Curb the Urge
Texting is instantaneous, simple, and gratifying. It satiates a nearly unquenchable desire to remain socially connected whether you’re suffering through a brutal class, watching an exhilarating World Cup match, or even participating in a pick-up basketball game. While texting brings loads of good to our social lives, there is one time during which texting is simply moronic—while driving.
Plenty of kids do it. We think it’s easy, that the fear of texting while driving is a petty reflection of our parents’ technological ignorance, and that nothing bad could ever happen to us. The problem with that line of thinking is that although you may have done it and lived to talk about the experience (my friends and I all have), it only takes one mishap. What happens when the person driving opposite you is texting as well? What happens when you encounter someone who’s just having a bad day and can’t focus on the road? You may trust yourself to text and drive, but when you can’t control other variables you’re taking a huge risk.

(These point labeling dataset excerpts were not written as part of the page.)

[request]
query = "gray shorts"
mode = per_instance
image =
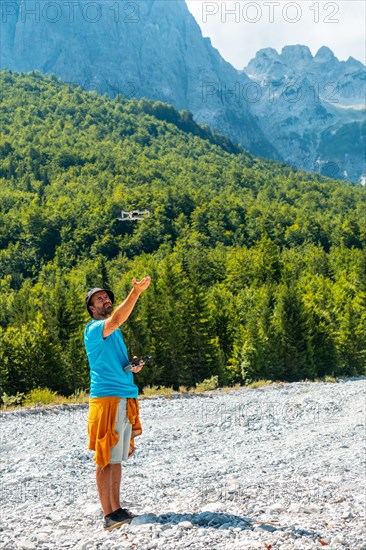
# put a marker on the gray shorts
(124, 429)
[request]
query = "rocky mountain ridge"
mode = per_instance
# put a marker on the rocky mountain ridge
(155, 49)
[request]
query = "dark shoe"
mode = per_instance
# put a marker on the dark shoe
(124, 513)
(114, 520)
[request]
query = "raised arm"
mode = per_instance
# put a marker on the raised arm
(123, 311)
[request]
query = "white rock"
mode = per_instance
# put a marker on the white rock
(185, 524)
(214, 507)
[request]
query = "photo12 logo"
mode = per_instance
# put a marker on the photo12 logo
(70, 11)
(271, 12)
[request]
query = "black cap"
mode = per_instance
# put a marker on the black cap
(91, 293)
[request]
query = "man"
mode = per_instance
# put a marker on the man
(113, 406)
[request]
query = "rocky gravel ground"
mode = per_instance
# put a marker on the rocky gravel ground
(278, 467)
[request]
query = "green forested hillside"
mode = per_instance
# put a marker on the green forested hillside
(257, 271)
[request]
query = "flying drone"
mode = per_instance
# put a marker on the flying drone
(133, 215)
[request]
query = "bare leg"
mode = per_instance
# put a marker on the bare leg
(109, 484)
(116, 475)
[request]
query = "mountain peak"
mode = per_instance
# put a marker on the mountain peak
(267, 52)
(296, 52)
(324, 55)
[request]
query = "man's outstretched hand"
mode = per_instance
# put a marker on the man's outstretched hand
(141, 285)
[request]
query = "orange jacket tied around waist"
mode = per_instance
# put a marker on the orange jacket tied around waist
(101, 424)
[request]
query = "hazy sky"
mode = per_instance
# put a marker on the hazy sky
(238, 29)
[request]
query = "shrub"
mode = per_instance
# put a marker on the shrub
(208, 384)
(12, 400)
(41, 396)
(157, 390)
(259, 384)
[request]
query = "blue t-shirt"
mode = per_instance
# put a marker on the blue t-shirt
(107, 357)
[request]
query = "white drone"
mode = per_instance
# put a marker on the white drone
(134, 215)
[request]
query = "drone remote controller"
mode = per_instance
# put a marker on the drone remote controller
(135, 362)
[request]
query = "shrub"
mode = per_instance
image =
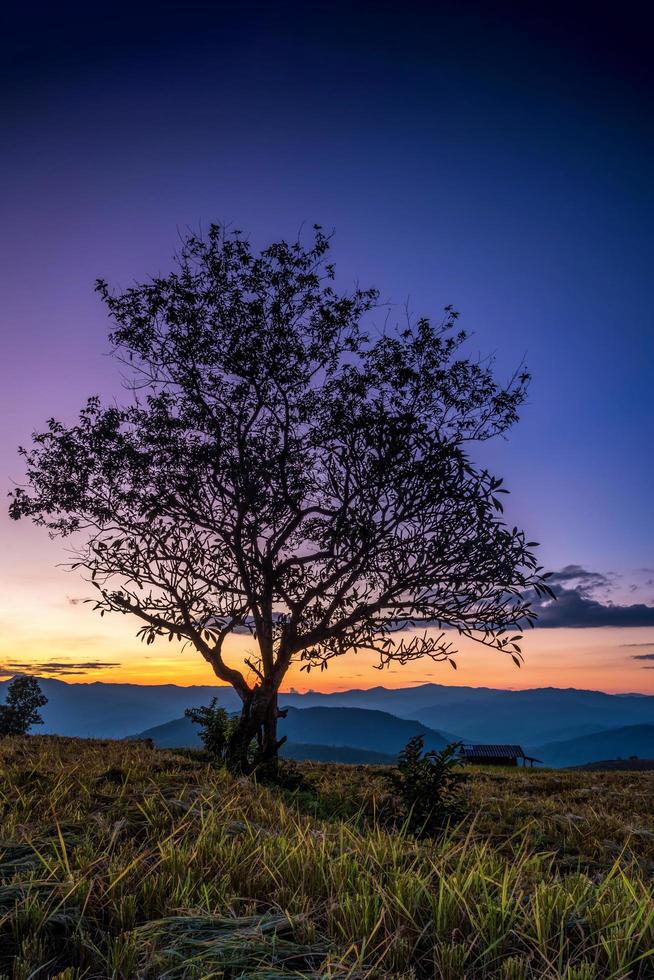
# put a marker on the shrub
(21, 709)
(216, 728)
(428, 787)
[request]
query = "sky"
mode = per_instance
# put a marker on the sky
(490, 156)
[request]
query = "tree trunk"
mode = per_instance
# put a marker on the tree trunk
(254, 743)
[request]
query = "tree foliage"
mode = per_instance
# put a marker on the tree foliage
(21, 708)
(287, 470)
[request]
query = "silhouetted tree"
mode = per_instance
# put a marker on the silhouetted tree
(21, 708)
(280, 470)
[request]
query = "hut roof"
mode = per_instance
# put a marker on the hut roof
(495, 751)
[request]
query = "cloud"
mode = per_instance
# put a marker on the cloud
(574, 609)
(586, 580)
(55, 668)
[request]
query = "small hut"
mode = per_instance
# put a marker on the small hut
(496, 755)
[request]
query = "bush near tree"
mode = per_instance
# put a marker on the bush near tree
(21, 708)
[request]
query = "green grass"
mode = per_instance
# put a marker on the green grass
(121, 861)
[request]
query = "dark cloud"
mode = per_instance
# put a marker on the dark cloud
(575, 609)
(585, 580)
(55, 667)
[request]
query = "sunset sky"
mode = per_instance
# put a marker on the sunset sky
(487, 156)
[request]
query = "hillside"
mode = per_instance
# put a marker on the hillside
(354, 728)
(630, 740)
(117, 860)
(538, 716)
(343, 754)
(531, 717)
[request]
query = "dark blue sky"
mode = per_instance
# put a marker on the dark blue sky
(490, 156)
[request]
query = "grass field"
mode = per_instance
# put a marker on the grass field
(121, 861)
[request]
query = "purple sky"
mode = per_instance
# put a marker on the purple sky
(491, 160)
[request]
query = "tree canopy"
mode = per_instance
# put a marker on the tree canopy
(284, 468)
(21, 708)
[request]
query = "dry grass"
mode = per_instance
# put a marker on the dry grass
(121, 861)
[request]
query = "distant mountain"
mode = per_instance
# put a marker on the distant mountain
(618, 765)
(607, 745)
(350, 728)
(115, 710)
(533, 717)
(536, 716)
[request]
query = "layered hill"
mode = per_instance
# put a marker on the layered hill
(375, 732)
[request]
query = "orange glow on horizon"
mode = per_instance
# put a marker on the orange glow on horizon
(39, 622)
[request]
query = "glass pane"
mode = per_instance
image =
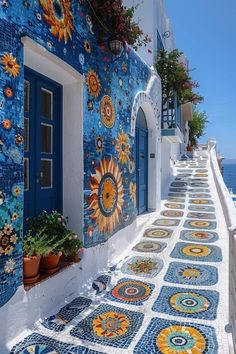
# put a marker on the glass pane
(26, 134)
(26, 174)
(46, 138)
(47, 103)
(26, 95)
(46, 173)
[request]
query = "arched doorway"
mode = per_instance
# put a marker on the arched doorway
(141, 146)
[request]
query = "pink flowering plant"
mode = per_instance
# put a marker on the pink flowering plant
(176, 79)
(114, 20)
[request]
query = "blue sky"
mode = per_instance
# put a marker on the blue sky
(206, 31)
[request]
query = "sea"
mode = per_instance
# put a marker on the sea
(229, 174)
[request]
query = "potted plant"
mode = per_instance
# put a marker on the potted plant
(73, 248)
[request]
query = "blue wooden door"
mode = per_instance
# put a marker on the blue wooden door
(142, 169)
(43, 144)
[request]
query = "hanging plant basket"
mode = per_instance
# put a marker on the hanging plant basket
(116, 46)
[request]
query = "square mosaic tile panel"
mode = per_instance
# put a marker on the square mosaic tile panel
(163, 336)
(38, 344)
(183, 302)
(199, 236)
(166, 222)
(147, 267)
(130, 291)
(200, 224)
(191, 274)
(150, 247)
(66, 314)
(109, 325)
(198, 215)
(158, 233)
(197, 252)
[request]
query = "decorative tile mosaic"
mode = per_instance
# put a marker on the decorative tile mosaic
(197, 252)
(166, 222)
(191, 274)
(200, 224)
(208, 216)
(199, 236)
(130, 291)
(158, 233)
(163, 336)
(150, 246)
(174, 206)
(38, 344)
(187, 302)
(66, 314)
(109, 325)
(147, 267)
(172, 213)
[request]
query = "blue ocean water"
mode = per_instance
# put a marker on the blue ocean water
(229, 174)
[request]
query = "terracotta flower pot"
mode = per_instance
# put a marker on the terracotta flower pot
(49, 263)
(31, 269)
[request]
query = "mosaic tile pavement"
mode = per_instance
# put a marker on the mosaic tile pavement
(164, 296)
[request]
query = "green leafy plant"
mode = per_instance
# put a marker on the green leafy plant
(197, 126)
(176, 79)
(113, 19)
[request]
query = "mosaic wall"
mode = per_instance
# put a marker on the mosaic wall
(65, 29)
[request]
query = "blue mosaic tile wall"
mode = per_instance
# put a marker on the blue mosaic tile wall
(109, 91)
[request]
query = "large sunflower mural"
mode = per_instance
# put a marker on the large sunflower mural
(58, 16)
(107, 195)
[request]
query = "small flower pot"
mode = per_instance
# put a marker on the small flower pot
(31, 269)
(50, 263)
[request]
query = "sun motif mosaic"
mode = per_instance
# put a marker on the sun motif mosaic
(197, 252)
(166, 222)
(130, 291)
(200, 224)
(109, 325)
(38, 344)
(191, 274)
(106, 197)
(199, 236)
(172, 213)
(198, 215)
(158, 233)
(174, 206)
(58, 16)
(149, 247)
(66, 314)
(147, 267)
(163, 336)
(187, 303)
(108, 114)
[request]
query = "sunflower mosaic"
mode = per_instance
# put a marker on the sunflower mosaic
(93, 83)
(8, 239)
(166, 222)
(185, 302)
(107, 111)
(197, 252)
(200, 224)
(57, 14)
(10, 65)
(142, 266)
(123, 147)
(172, 213)
(149, 246)
(130, 291)
(109, 325)
(107, 195)
(163, 336)
(158, 233)
(191, 274)
(199, 236)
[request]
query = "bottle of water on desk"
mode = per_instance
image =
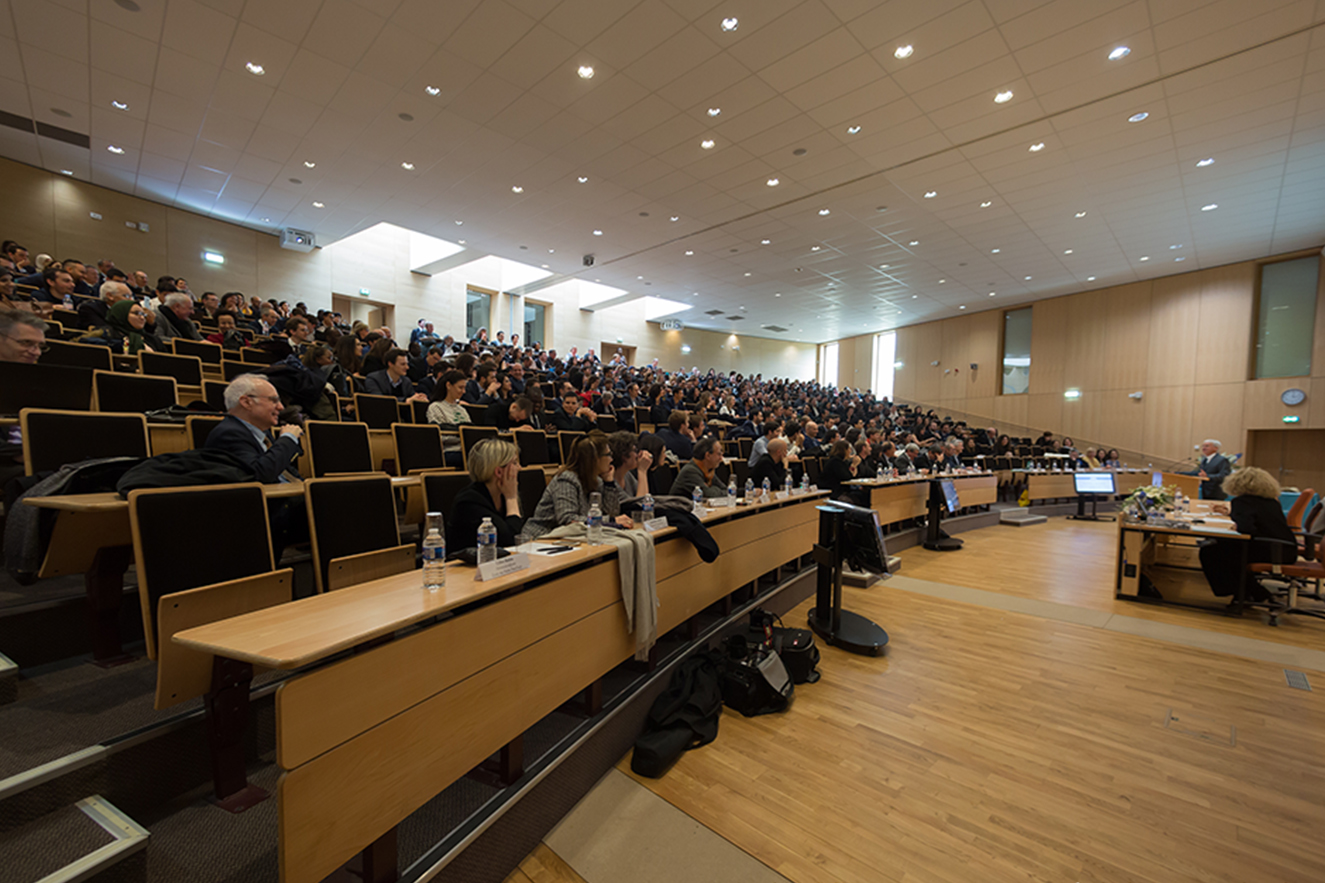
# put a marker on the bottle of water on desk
(433, 554)
(595, 519)
(486, 541)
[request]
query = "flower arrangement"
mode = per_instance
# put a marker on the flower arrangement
(1158, 497)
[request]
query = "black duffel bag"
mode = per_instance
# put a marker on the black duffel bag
(795, 646)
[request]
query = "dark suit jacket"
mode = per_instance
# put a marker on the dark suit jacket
(235, 436)
(379, 383)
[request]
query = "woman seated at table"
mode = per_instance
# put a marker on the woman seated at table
(494, 467)
(839, 468)
(448, 412)
(1256, 512)
(588, 470)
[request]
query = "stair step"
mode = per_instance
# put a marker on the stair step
(70, 843)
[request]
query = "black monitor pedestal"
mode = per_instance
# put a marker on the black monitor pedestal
(934, 538)
(836, 626)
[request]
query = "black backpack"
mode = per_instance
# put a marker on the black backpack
(795, 646)
(684, 716)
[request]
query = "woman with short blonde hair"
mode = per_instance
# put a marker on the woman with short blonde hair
(1256, 512)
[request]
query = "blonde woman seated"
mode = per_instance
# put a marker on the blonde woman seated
(494, 467)
(588, 470)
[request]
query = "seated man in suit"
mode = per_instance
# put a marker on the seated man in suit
(771, 466)
(574, 416)
(701, 471)
(245, 432)
(394, 379)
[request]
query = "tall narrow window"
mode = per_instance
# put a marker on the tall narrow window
(477, 312)
(1287, 317)
(1016, 352)
(885, 358)
(828, 365)
(533, 322)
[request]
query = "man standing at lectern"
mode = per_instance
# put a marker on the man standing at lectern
(1213, 470)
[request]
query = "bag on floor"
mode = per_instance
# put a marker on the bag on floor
(684, 716)
(795, 646)
(754, 680)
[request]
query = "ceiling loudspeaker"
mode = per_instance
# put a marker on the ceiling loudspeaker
(297, 240)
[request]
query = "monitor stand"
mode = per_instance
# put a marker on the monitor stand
(827, 619)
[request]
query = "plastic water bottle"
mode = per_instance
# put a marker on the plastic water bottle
(595, 519)
(433, 554)
(486, 541)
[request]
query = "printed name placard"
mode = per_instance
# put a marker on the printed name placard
(502, 566)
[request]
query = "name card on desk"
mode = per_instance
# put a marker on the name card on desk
(502, 566)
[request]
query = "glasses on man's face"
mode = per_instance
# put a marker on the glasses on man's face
(29, 345)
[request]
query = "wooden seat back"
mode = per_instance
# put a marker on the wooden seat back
(122, 393)
(166, 564)
(347, 516)
(52, 439)
(338, 447)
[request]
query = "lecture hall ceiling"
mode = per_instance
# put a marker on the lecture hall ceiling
(904, 191)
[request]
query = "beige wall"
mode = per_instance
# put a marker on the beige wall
(52, 214)
(1183, 341)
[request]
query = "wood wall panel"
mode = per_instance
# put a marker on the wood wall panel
(1174, 324)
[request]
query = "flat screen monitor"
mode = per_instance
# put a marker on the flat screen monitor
(1093, 483)
(863, 538)
(950, 497)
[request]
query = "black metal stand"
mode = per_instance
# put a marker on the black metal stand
(836, 626)
(934, 538)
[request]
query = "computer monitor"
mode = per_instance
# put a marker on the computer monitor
(861, 537)
(950, 497)
(1088, 483)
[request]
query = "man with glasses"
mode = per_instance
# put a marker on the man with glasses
(23, 337)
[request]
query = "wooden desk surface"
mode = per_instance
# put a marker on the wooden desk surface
(304, 631)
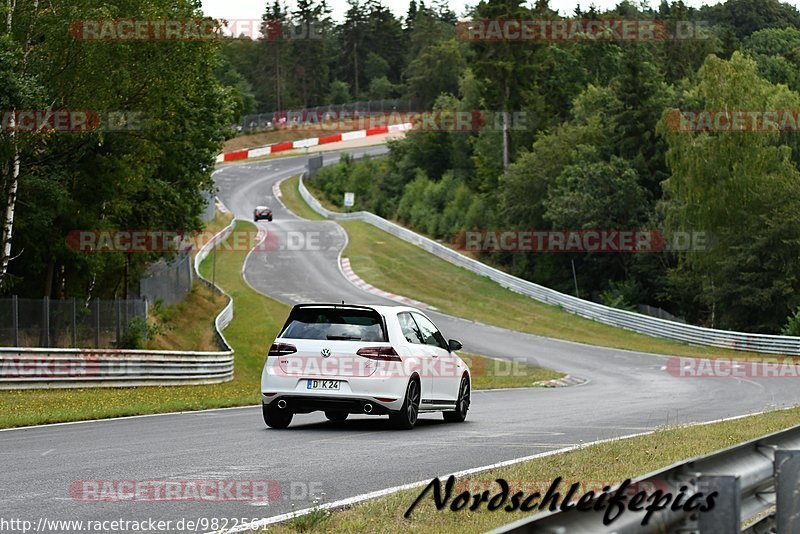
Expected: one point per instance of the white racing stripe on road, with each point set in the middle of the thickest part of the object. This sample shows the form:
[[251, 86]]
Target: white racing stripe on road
[[257, 525]]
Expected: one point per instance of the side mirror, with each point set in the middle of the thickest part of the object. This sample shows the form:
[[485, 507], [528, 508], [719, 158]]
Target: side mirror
[[454, 345]]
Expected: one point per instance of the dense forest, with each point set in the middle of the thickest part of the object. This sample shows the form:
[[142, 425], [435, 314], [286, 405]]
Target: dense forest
[[598, 151]]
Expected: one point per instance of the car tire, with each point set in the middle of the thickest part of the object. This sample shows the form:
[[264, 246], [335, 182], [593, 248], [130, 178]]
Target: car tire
[[462, 404], [406, 418], [274, 417], [336, 416]]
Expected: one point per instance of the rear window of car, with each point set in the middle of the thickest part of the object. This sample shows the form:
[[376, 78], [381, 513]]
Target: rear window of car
[[342, 324]]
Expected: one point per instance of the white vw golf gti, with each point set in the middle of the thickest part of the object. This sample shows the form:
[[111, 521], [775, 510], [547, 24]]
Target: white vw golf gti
[[376, 360]]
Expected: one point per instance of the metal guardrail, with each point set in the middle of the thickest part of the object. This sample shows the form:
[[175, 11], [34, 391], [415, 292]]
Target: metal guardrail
[[23, 368], [636, 322], [226, 315], [751, 479]]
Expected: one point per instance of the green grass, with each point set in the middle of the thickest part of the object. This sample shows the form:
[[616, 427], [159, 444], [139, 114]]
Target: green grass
[[256, 322], [290, 196], [593, 466]]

How huge, you may wonder, (and hopefully should after reading the previous paragraph) are the risks of texting and driving? The University of Utah equates using a cell phone while driving to drunk driving. That’s right. After a rigorous testing process, researchers at the school determined that texting while driving is just as great a threat as drunk driving—a problem schools and parents combat far more fiercely. Massachusetts Governor Deval Patrick recently signed a bill banning texting while driving. There are plenty of other mind-blowing statistics out there as well. The Insurance Institute for Highway Safety says drivers using cell phones are four times more likely to get into a serious accident.
However, the problem is that we tend to disregard these facts and reports as scare tactics. So, my dear readers and texting aficionados, be smart when you’re on the road. Is reading that text now as opposed to five minutes later really worth it? How would the person who texted you feel if they knew you crashed because you wanted to know what they had to say? You may not want to listen to redundant warnings, but your life and the lives of others on the road are literally in your hands. So use your brain, and make the right choice.